Statistical significance

Navigation:  Statistical concepts >

Statistical significance

Previous pageReturn to chapter overviewNext page

The term significance in a statistical context does not equate to its meaning in general usage. The latter implies some idea of overall importance, whereas statistical significance is a purely probabilistic statement regarding the chance of observing a particular result. If it is estimated that the chance is very low - perhaps 1 in 100, we might state that the result is statistically significant. This ignores any measure of true importance, which might be measurable in some way (i.e. using some measure of the size of the observed effect) or may not be readily measurable - for example, publishing results may have a large social or political effect which are not readily understood or measurable at the time. Statistical measures of the size of an effect include correlation coefficients, absolute differences, odds ratios, relative risks, and measures of association for count data.

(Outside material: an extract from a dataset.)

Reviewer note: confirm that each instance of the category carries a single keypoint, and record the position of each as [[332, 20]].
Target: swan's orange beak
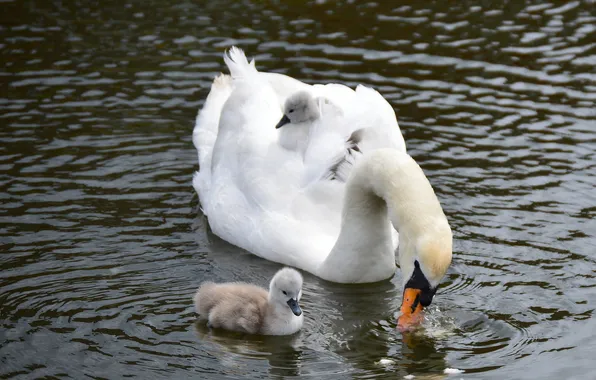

Significance does not provide any indication of causation, despite the fact that a highly significant relationship exists between two variables. For example, in a 2010 study published in the British Medical Journal, it was reported that there appears to be a significantly increased risk of cardio-vascular disease (CVD) amongst individuals who do not brush their teeth twice a day (de Oliviera et al., 2010, [DEO1])... a somewhat surprising result that warrants very close examination. For example, out of around 12,000 individuals included in the sample, those who never or rarely brushed their teeth accounted for 19 deaths from a total of 170 deaths - this death rate was indeed significantly higher than for those who were more vigilant in their dental hygiene (statistically significant), but considerably more investigation and research would be required to establish the importance of this relationship and whether in fact there was some form of causality (e.g. bacterial infection levels in the blood) or whether the finding is related to lifestyle and diet, and thus a form of marker for the observed levels of CVD (see further, an extract from this paper at the end of this subsection).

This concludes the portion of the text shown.